Wednesday, April 15, 2009

Magister on Benedict's Liturgical Emphases

The following commentary comes from Sandro Magister and touches upon the important subject of the Pope's teaching -- through actions, catecheses and decrees I might add -- on the fundamental importance of the sacred liturgy. (As a further supplement, I might point our readership to a piece published upon the NLM in December of 2007, Benedict XVI: The Liturgical Pope? which may also be of some interest in a similar vein.)

Pope Ratzinger's manifesto: "In this way the transformation of the world can begin to take place"

The Christian revolution is born in the liturgy, Benedict XVI says. And its "canon," its fundamental rule, is the great Eucharistic prayer. He explained this in his homily for Holy Thursday. And even before this, in a catechesis that was just as remarkable

by Sandro Magister

ROME, April 14, 2009 – During this past Holy Week, Benedict XVI accompanied each celebration with a homily, the kind that are genuinely his own, from the first word to the last. These homilies have become a distinctive sign of his pontificate. They may still be its most unfamiliar and misunderstood feature. But they are definitely its most revealing.
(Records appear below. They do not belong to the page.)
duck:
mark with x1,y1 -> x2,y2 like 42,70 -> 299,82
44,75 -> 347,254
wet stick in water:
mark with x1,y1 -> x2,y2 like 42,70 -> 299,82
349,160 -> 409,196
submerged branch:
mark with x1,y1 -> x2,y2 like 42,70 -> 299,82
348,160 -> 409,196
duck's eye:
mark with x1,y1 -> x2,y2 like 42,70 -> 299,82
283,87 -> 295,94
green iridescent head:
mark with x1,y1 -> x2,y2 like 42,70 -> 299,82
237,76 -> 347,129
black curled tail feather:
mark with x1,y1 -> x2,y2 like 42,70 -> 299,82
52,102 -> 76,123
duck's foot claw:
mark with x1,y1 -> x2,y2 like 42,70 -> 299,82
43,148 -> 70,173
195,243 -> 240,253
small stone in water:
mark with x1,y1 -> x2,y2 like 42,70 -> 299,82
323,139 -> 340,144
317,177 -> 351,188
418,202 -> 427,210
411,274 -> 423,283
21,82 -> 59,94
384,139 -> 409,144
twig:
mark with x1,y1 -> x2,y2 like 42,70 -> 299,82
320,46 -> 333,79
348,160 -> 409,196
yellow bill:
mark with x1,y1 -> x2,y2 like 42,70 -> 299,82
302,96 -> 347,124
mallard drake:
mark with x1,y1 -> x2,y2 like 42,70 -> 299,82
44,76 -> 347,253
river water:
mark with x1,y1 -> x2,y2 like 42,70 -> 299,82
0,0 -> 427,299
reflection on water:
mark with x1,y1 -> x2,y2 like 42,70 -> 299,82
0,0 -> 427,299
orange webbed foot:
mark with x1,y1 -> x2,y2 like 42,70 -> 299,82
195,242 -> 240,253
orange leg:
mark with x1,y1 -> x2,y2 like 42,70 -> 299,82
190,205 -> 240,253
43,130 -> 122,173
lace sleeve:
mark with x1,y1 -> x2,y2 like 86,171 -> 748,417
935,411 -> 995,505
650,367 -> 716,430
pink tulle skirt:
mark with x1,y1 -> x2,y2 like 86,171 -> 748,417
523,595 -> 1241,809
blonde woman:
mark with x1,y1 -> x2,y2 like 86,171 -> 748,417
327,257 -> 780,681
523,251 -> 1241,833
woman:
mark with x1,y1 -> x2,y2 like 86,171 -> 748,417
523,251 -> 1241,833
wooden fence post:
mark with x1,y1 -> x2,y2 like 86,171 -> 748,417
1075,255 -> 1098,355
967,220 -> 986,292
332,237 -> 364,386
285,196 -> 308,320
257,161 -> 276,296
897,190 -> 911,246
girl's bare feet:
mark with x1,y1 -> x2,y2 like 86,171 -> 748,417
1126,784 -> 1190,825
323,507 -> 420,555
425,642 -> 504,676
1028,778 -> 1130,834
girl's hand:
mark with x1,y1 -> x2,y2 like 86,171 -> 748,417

Pope Joseph Ratzinger is not only a theologian, even before this he is a liturgist and a homilist. On www.chiesa, this unmistakable characteristic has been highlighted repeatedly. Last year, for example, by posting to the internet in their entirety, immediately after Easter, the six homilies from the previous Holy Week. And in the fall, by editing the collection in a single volume – published by Scheiwiller, of Gruppo 24 Ore – of Benedict XVI's homilies for the entire liturgical year that had just been completed.

But this year, the reader will not find further below all of the homilies delivered by the pope during Holy Week. These are readily available on the Vatican website, by clicking on the link posted at the bottom of this page.

Reprinted here is only one of the papal homilies from the last sacred Triduum, the one for the evening of Holy Thursday.

And immediately after this, the reader will find another text by Benedict XVI, from a few months before: the catechesis he gave at the general audience on Wednesday, January 7, 2009.

The two texts are closely connected. In both of them, Pope Ratzinger explains the words and profound meaning of the Roman Canon, the central and fundamental prayer of the Mass, the most ancient among those in use all over the world, with the current missal of the Church of Rome.

At the Mass "in cena Domini" on Holy Thursday, the Roman Canon has some variations that are specific to that day. And from the first words of his homily, Benedict XVI highlights their uniqueness.

But it is to the overall meaning of this essential liturgical prayer that pope Ratzinger dedicates the rest of the homily.

And he does the same thing in a passage of the catechesis for January 7, the rest of which is dedicated to illustrating Christian worship as a whole. It is that worship which the Roman Canon, following St. Paul, defines as "rationabile."

The current translation of "rationabile," in the modern languages, is "spiritual." But Benedict XVI warns against thinking that Christian worship is something metaphorical, moralistic, purely interior. No, he explains, true Christian worship draws upon men and the world in their entirety, it is also bodily and material, it is the "cosmic liturgy" in which "the peoples united in Christ, the world, may become the glory of God."

It is extremely rare, in modern theological and liturgical commentary, to find an explanation of the meaning of Christian worship that is as penetrating as in these two texts of pope Ratzinger's preaching.